When I first got the starter, I experimented with sourdough bread for a couple of weeks and found the San Francisco bread to be the tastiest, especially as french toast. I also made an incredible pizza crust and can't for the life of me find the recipe I used. When I tried to duplicate it on Deacon's Birthday, it majorly flopped and I sent Andy out to Little Caesar's just before our company arrived.
Here's what's been going on in the land of sourdough bread at my house this week. It seems like a lot of work, but it's REALLY not. I'm finding that sourdough bread can be quite flexible for you as long as it has enough time to do its thing.

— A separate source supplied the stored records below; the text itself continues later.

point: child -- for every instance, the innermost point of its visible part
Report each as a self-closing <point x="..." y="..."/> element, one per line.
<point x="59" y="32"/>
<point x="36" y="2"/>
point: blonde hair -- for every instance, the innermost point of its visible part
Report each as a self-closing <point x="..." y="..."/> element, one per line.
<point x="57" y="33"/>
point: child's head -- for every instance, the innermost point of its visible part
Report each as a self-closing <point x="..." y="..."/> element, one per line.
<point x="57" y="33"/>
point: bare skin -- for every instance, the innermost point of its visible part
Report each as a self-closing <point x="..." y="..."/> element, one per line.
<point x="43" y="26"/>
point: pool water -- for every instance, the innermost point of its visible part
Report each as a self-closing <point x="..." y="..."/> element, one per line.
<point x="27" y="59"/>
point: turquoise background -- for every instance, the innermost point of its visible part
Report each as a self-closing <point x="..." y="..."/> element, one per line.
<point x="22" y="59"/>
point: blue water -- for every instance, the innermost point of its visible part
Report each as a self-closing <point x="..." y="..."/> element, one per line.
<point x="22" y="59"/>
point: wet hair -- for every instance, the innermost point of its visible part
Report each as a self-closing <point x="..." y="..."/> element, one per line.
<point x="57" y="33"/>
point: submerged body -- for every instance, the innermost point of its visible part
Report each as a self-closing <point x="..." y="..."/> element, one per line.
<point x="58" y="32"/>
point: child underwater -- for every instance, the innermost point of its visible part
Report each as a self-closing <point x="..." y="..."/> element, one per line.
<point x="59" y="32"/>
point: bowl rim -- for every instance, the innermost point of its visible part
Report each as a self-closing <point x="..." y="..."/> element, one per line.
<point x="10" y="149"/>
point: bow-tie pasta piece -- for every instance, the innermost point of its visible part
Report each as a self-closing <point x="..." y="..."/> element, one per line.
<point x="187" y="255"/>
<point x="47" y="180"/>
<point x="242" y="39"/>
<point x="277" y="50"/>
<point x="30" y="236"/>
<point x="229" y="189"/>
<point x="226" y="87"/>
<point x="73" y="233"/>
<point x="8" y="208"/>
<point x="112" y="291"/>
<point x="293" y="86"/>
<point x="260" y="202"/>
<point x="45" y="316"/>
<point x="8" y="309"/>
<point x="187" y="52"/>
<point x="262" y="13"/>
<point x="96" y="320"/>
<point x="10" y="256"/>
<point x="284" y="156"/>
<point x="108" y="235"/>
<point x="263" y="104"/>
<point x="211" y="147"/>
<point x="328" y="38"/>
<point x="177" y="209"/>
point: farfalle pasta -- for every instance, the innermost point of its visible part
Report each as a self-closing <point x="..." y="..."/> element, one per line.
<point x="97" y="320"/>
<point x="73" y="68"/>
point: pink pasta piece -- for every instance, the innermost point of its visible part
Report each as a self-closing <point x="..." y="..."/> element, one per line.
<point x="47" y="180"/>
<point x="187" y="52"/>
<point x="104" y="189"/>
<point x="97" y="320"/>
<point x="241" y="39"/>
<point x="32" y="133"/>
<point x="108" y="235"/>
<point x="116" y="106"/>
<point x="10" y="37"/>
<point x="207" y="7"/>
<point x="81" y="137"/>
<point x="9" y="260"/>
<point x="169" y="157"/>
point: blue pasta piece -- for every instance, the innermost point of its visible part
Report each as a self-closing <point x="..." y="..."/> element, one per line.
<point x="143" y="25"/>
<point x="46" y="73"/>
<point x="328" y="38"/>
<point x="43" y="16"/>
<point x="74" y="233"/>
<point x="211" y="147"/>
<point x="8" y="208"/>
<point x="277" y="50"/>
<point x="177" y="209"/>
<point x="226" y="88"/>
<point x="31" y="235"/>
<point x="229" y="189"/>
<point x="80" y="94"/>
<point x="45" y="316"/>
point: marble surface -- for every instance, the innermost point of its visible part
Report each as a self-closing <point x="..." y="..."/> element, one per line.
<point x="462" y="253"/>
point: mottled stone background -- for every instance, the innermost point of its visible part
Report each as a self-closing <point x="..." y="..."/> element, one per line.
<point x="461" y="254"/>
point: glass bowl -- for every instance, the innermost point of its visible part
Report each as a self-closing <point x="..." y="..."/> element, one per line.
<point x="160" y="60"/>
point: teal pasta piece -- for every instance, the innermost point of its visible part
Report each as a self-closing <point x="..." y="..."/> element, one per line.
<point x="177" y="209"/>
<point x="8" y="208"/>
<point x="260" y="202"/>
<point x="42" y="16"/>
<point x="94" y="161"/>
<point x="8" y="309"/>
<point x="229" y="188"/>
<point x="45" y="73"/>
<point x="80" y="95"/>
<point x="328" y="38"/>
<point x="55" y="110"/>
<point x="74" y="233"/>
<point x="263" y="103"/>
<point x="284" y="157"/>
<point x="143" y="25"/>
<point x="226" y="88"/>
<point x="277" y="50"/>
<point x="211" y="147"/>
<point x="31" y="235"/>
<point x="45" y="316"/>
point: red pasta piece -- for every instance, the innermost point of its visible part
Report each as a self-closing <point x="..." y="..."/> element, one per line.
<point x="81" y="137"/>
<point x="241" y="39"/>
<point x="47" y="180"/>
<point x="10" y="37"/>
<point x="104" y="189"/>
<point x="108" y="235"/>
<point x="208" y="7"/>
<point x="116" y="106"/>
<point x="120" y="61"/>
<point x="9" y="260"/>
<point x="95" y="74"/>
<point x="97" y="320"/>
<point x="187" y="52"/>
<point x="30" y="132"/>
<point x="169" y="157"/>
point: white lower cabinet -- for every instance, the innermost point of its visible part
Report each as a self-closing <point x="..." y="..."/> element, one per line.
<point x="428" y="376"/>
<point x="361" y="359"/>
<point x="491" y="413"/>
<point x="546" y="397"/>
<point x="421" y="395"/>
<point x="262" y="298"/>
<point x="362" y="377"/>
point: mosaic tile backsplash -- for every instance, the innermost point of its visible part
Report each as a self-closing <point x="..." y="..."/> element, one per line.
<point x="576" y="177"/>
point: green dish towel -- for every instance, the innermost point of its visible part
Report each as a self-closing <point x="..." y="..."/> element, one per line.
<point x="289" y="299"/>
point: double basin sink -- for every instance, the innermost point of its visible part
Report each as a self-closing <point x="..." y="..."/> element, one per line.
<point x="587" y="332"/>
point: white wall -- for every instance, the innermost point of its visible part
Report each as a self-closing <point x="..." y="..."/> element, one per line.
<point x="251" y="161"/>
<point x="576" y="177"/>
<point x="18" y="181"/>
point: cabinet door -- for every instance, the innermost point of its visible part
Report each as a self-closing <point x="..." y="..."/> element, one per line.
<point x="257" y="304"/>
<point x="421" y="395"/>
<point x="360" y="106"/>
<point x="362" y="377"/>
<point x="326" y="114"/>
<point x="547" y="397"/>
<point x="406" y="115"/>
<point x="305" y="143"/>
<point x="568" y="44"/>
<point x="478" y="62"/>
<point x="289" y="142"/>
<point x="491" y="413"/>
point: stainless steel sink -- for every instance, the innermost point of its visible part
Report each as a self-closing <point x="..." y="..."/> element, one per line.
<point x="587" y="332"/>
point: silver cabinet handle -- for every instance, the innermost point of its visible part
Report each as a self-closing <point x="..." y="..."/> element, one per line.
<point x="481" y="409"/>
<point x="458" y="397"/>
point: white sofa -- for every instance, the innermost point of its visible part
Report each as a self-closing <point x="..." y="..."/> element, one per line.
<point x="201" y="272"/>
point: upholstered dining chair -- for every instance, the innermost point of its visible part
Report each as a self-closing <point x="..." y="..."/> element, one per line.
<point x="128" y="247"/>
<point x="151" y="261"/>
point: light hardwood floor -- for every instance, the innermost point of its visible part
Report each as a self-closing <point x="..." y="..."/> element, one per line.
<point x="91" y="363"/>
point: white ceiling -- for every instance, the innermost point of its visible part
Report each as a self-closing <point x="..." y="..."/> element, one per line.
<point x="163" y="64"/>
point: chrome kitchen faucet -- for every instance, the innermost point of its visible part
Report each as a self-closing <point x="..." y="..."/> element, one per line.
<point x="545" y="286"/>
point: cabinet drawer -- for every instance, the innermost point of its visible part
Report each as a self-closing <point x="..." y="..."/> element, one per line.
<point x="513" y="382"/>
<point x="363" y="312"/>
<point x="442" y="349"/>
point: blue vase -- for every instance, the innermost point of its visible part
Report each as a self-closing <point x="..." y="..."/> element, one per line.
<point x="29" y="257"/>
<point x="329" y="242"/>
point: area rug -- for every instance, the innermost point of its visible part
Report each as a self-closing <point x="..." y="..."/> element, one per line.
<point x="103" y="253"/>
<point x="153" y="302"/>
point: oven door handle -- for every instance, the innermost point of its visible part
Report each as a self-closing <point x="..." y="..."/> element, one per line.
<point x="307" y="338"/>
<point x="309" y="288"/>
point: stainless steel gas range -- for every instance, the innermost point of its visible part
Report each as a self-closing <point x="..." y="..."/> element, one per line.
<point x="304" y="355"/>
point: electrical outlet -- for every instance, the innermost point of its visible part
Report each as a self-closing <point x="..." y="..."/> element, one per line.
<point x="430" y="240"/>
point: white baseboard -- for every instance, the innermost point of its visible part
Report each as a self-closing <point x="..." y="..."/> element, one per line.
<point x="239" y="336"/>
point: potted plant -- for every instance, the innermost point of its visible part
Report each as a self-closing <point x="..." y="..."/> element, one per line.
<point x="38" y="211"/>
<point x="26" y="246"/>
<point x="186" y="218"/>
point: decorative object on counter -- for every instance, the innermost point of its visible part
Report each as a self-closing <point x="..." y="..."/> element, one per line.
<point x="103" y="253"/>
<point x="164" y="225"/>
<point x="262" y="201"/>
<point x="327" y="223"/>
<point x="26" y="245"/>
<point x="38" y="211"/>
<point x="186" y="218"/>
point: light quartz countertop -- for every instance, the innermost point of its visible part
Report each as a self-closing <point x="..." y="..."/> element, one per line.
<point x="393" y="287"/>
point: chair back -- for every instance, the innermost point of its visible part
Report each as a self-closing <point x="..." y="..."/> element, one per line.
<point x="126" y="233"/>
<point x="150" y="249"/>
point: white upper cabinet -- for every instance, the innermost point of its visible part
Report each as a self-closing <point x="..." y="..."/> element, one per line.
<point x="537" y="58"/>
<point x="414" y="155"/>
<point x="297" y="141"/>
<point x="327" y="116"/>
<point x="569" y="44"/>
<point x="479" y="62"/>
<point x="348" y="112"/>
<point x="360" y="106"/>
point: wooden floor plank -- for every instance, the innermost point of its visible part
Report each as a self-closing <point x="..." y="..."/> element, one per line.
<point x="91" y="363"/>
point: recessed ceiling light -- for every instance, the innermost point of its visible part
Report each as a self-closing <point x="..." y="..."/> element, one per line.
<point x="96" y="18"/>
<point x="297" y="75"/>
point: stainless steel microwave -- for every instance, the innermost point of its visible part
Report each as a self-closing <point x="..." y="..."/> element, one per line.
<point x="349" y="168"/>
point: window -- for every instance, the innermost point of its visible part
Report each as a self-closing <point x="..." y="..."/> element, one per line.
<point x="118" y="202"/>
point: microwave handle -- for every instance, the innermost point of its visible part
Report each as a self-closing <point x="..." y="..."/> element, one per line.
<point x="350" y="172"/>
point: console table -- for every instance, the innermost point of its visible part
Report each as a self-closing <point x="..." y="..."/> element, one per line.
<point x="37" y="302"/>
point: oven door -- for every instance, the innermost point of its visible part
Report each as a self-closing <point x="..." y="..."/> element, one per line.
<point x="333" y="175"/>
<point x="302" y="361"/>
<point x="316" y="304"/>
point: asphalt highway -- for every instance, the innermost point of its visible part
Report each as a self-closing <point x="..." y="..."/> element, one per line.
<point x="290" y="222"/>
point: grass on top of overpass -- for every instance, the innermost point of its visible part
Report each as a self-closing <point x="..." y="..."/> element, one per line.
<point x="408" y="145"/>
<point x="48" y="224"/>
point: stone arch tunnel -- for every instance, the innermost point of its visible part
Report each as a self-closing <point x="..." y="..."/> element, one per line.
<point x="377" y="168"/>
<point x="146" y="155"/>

And if you don't have enough time, just add some commercial yeast to help it rise like normal bread.
- Sunday: Fed Sourdough Starter and let sit overnight
- Monday: Started a sponge for sanfrancisco sourdough by adding flour and water to some starter and letting sit for 24 hours
- Tuesday: Added more flour, water and salt to sponge to make bread dough, kneaded for 15 minutes, let rise 2 hours, deflated, let rise another hour, kneaded again a tiny bit and put into loaf pans. By now, It's like 9:00pm, so I put the bread in the fridge so that it wouldn't rise too much.
- Wednesday: The bread didn't rise much in the fridge so it is now rising in the oven with the light on.
I expect to start baking this bread within the next hour. It's fun because you get to spritz the side of the oven with water and watch it steam up. That makes the crust nice and hard.
And here's the other yummy living food I made this week.
Homemade yogurt isn't as difficult as it seems either. All you need is milk and some yogurt or a yogurt starter. I have a yogurt maker so I use the directions from it, but I have heard that you really don't need one to make your own. You can use a crock pot or your oven to make it. Honestly, it really tastes the best with whole milk both thickness and texture but you can make it reduced fat or fat free by thickening it up with powdered milk which I have done before. It is a great healthy alternative to commercial yogurt to give to the children also. Deacon likes his with crunchies (granola) on top. I like to put a bit of honey to sweeten it as well.
So there you have it, some good old fashioned food science right here in my kitchen.
The bedroom is still in the works, we ran out of paint so we have just a bit more to go before it is completely painted. I have a few DIY decorating projects that I'm planning to do in there too. I'm excited. My first order of business is to go buy a staple gun.